Another negative thing I discovered about North American racing was the extra money that the tracks charged to enter the pits. Very few stock car tracks did this in Europe, and it was something I wasn’t initially willing to do. As a result, it meant that I took very few photos around this time. My camera wasn’t good enough to get action shots from the grandstands and I didn’t want to pay the extra to enter the pits.
On Sunday Aug 25 I was back at the Cornwall Motor Speedway where once again I was accompanied. This time I had Pat’s cousin Terry Staal with me, who’d driven over from Combermere to pay us a visit. The winner again, that night was # 00 Buzzie Reutimann.
The postponed Frogtown race, now rescheduled for a Wednesday ( 28 Aug) worked out well with my shift pattern, and fell on my day off. I was able to attend and use my ‘rain check’ ticket. Danny Johnson of Rochester, NY was the winner that night.
The following Sunday was the Labor Day Weekend and luckily I had the day off work. That meant I was able to go to the 358 Super Dirt Series race being held at the Cornwall Motor Speedway that night . The winner turned out to be Tim McCreadie of Watertown NY.
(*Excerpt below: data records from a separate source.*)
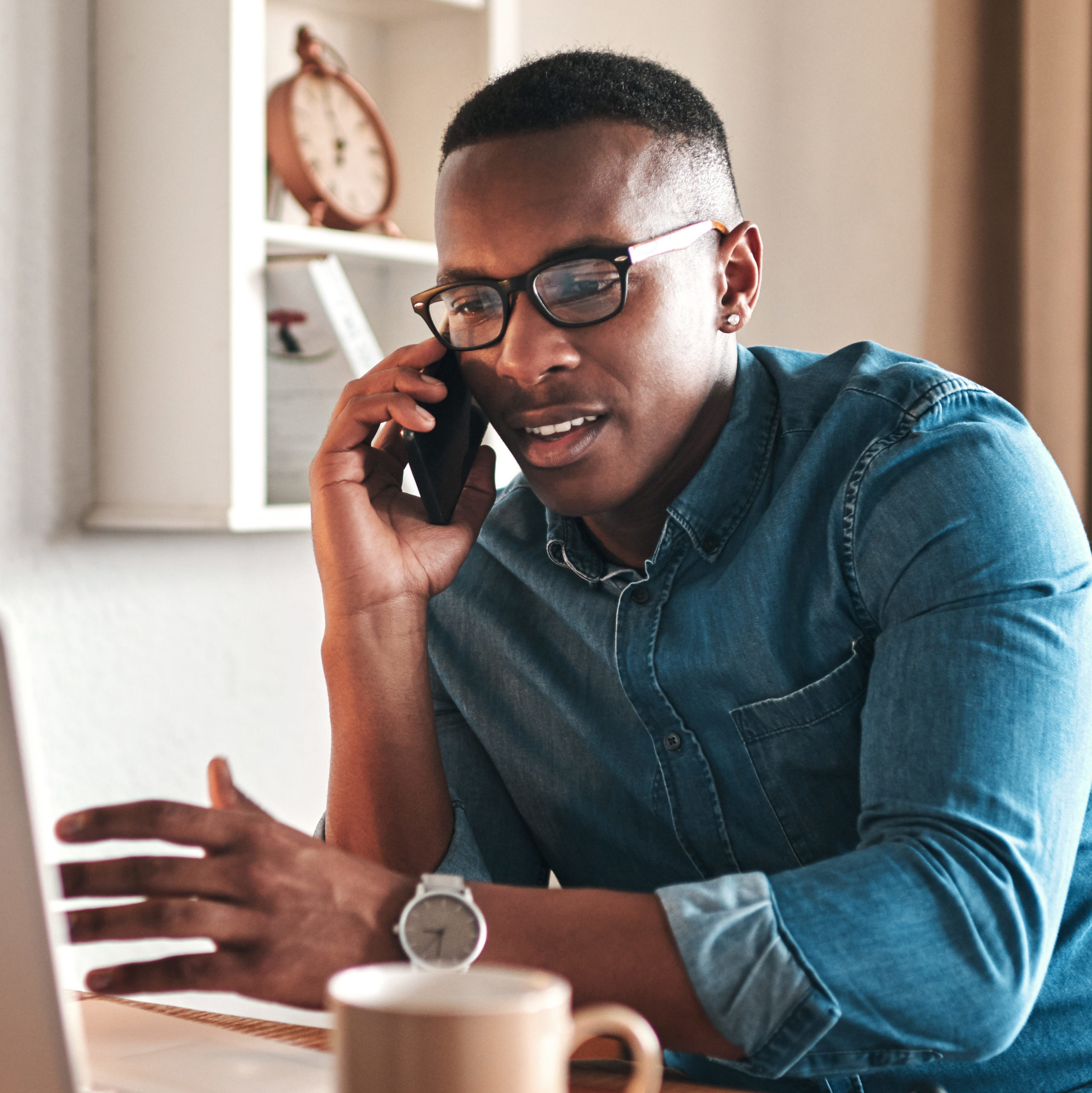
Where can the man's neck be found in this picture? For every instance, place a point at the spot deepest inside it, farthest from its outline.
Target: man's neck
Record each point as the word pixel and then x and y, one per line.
pixel 629 535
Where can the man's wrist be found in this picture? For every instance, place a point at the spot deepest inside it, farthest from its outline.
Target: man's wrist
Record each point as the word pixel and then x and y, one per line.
pixel 383 944
pixel 391 621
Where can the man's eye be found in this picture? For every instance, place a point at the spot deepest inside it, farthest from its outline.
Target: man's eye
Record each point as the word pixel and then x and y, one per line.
pixel 470 305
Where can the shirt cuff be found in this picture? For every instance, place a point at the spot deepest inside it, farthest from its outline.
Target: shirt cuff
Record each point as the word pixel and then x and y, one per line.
pixel 751 980
pixel 463 857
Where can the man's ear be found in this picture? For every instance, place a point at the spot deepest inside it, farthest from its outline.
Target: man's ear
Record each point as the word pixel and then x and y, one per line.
pixel 739 260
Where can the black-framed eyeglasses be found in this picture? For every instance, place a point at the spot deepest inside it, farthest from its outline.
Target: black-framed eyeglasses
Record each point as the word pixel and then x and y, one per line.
pixel 578 290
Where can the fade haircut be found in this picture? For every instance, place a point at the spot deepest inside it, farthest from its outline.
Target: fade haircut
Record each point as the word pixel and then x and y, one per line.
pixel 580 85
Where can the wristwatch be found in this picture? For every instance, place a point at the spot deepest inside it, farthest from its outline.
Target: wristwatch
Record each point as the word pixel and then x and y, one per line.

Meanwhile back in England it was BriSCA F1 World Final time, and on Saturday 7 Sept John Lund (53) won at Coventry. The BriSCA F2 World final was held at Brafield on September 21 where Rob Speak (218) retained the title
On Monday 23 Sept Mum and Dad flew into Ottawa Airport from England to see our new home in Maxville . They were over for a two week stay and were looking forward to seeing the Autumn changing of the tree colors as well as Niagara Falls once again. When they visited the Falls , on the first occasion , it was in the middle of the winter and frozen over. This time they were able to get a better view and go on the ‘Maid of the Mist’ boat ride . They returned to England on October 7.
I was still doing the Espinola ‘Pulp run’ and the trip to Niagara was fitted in between my work shifts. By now Fly Transportation had changed it’s name and we drove under the title of Twilite Transportation.
One of the top Dirt Modified drivers of this time, who often appeared in the sports pages of our local paper ‘The Glengarry News’ was a guy called Ovide Doiron, better known as the ‘Flying Frenchman’. He lived , and operated his business, Doiron Auto, in nearby Alexandria so on one of my days off, I went along for a chat. I showed him pics of the cars we raced in Europe and was given a tour of his engine building shop.
Earlier in the year I’d seen an advertising brochure for SUPER DIRT WEEK in Syracuse, I got talking about it with Ovide, and he told me he was going along to watch. I’ve always liked collecting race programs from important events, and so he offered to get me one. I arranged to pick it up from him on his return.
In December we took a family holiday to Orlando Florida where we drove down in our Plymouth Reliant ‘K’ Car. The Plymouth was a nice little car, but it wasn’t really the ideal car for that kind of trip. It wasn’t very quick and didn’t have ‘cruise control’. This made it a ‘long drive’ and we needed to stop overnight in Hagerstown MD ( because of a snow storm) and Savannah, Georgia on the way down.
While Pat and Carla went round the Daytona Shopping Mall, I visited the world famous International Speedway, where I took a tour round the NASCAR visitors center. After spending a week in Florida we managed to drive back to Canada with just one overnight stop, this time staying in Richmond, Virginia.